Embeddings in ML Design
Title: Demystifying Embeddings: From One-Hot to Two-Towers
Imagine you have a big map in front of you. Cities that are similar—maybe all beach cities or all mountain towns—appear closer together on the map. Cities that differ more—like a tropical island compared to a big metropolis—lie farther apart. That “map” is your embedding space. In machine learning, embeddings are the coordinates that place “items” (words, users, stores, videos, etc.) near or far from each other based on how similar or relevant they are.
Below, we’ll walk through the key ideas behind embeddings, why they differ from older encoding methods, popular ways to train them, and how major tech companies leverage these “maps” to improve recommendation systems and user experiences.
────────────────────────────────────────────────────
- Why Not Just Use One-Hot or Feature Hashing? ────────────────────────────────────────────────────
• One-Hot Encoding is like having an enormous “checklist” for words where each position corresponds to a specific word. If “cat” is the 37th word in your vocabulary, you set position 37 to 1 and everything else to 0.
• Feature Hashing compresses large sets of possible features down to lower-dimensional indices, often used for text classification at scale.
However, with these methods, the semantic meaning is usually lost. One-hot places “cat” and “animal” at completely unrelated spots in space—even though they’re conceptually related. Embeddings, on the other hand, aim to place items (words, or even users) near each other if they are semantically or behaviorally similar.
Here’s a handy metaphor:
• One-hot vectors → “Shipping containers” on a massive dock: each item is in its own big box, no sense of closeness.
• Embeddings → “Cozy villages on a map”: items with something in common cluster in the same neighborhood.
────────────────────────────────────────────────────
- How to Train Embeddings ────────────────────────────────────────────────────
Broadly, embeddings can be:
- Pre-trained (e.g., Word2Vec, GloVe).
- Co-trained with another task (like YouTube video retrieval).

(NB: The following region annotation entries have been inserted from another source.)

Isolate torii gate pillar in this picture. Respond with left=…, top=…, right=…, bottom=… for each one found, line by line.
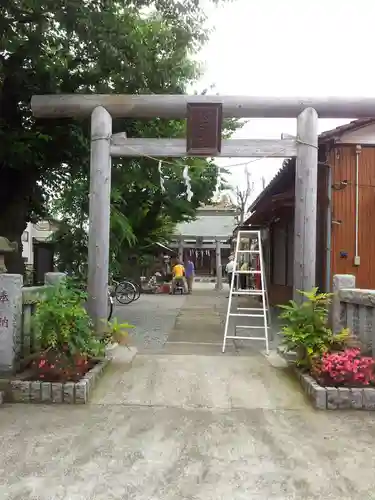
left=293, top=108, right=318, bottom=302
left=87, top=106, right=112, bottom=333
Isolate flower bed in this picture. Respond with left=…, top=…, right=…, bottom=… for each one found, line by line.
left=296, top=368, right=375, bottom=411
left=280, top=289, right=375, bottom=410
left=10, top=358, right=109, bottom=404
left=9, top=280, right=131, bottom=403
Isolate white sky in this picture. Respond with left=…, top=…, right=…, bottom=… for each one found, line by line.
left=195, top=0, right=375, bottom=201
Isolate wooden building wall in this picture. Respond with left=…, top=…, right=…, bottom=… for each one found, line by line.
left=269, top=165, right=328, bottom=304
left=328, top=144, right=375, bottom=289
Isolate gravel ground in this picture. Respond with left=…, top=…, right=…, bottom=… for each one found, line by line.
left=115, top=294, right=187, bottom=352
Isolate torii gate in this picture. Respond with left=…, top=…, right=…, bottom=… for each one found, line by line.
left=31, top=94, right=375, bottom=331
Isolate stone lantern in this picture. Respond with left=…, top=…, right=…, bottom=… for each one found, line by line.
left=0, top=236, right=18, bottom=273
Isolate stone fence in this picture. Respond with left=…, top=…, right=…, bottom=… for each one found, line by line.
left=332, top=274, right=375, bottom=357
left=0, top=273, right=65, bottom=374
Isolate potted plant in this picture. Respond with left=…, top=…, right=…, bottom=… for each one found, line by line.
left=279, top=288, right=351, bottom=369
left=103, top=318, right=134, bottom=350
left=31, top=282, right=105, bottom=381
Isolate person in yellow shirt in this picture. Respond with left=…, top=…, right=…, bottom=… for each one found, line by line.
left=172, top=260, right=187, bottom=293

Think of preparing for a soccer match:
• Pre-trained Embeddings → You train with a general soccer coach ahead of time (like Word2Vec trained on a massive text corpus) and arrive with valuable skills.

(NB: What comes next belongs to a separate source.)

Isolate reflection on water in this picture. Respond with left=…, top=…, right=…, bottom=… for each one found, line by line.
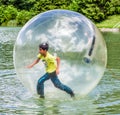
left=0, top=28, right=120, bottom=115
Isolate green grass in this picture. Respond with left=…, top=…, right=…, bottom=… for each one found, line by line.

• Co-trained Embeddings → You learn on the job while playing in your local league (like training user embeddings within YouTube’s recommendation system, specifically for that dataset).
a) Word2Vec & the Power of Context
Word2Vec aims to capture semantic meaning by looking at surrounding words (context). It comes in two main “flavors”:
- Continuous Bag of Words (CBOW): Predict the middle word from the surrounding words. Example: “the cat on the … sat” → we try to guess “…”.
- Skip-Gram: Reverse it. Predict the surrounding words from the middle word.
In both cases, the idea is:
• If two words often share the same neighbors, they end up close in the embedding space—like neighbors on your “semantic map.”
b) Co-Training with Engagement
Apps like YouTube, Instagram, and DoorDash learn embeddings tailored to user interests. By treating each user session as a “sentence,” they use a Word2Vec-like method:
• Instagram: Session sequences: user A → sees user B’s photos → sees user C’s photos. Because A visited B and C in the same session, B and C get pulled closer in the embedding space.
• DoorDash: Session sequences: user looks at store 1 → store 2 → store 3. Similar stores appear near each other in the embedding because they tend to appear in the same user sessions.
────────────────────────────────────────────────────
- Real-World Examples ────────────────────────────────────────────────────
a) YouTube Two-Tower Architecture
YouTube’s recommendation system uses a “two-tower” model for retrieval. Imagine two lighthouses that shine toward each other across a bay:
• Left tower: user + context features (watch history, user behavior).
• Right tower: video features (video ID, popularity, etc.).
They each produce an embedding, and the alignment between the two towers (often via a dot product or cosine similarity) determines which videos are “lit up” for recommendation. In practice, with thousands or millions of videos, the system uses negative sampling to make training feasible and corrects for any bias introduced by popular videos being repeatedly chosen as negatives.
b) LinkedIn’s Pyramid Architecture
LinkedIn uses a similar principle but with a distinctive “reverse pyramid” design. The hidden layers grow deeper (in the number of neurons) as the network goes on—like a pyramid flipped upside down. For the final recommendation (job–candidate match), LinkedIn uses the Hadamard product (element-wise multiplication) of the job embedding and the candidate embedding. This final product effectively captures how well each dimension of the job aligns with each dimension of the candidate.
c) Pinterest’s Visual Embedding
Pinterest trains a visual embedding by fine-tuning image-recognition models (e.g., ResNet) so that images with similar visual styles or content lie close in the embedding space. When a user searches by pin, Pinterest can surface visually similar pins much faster than if it had to compare raw images one by one.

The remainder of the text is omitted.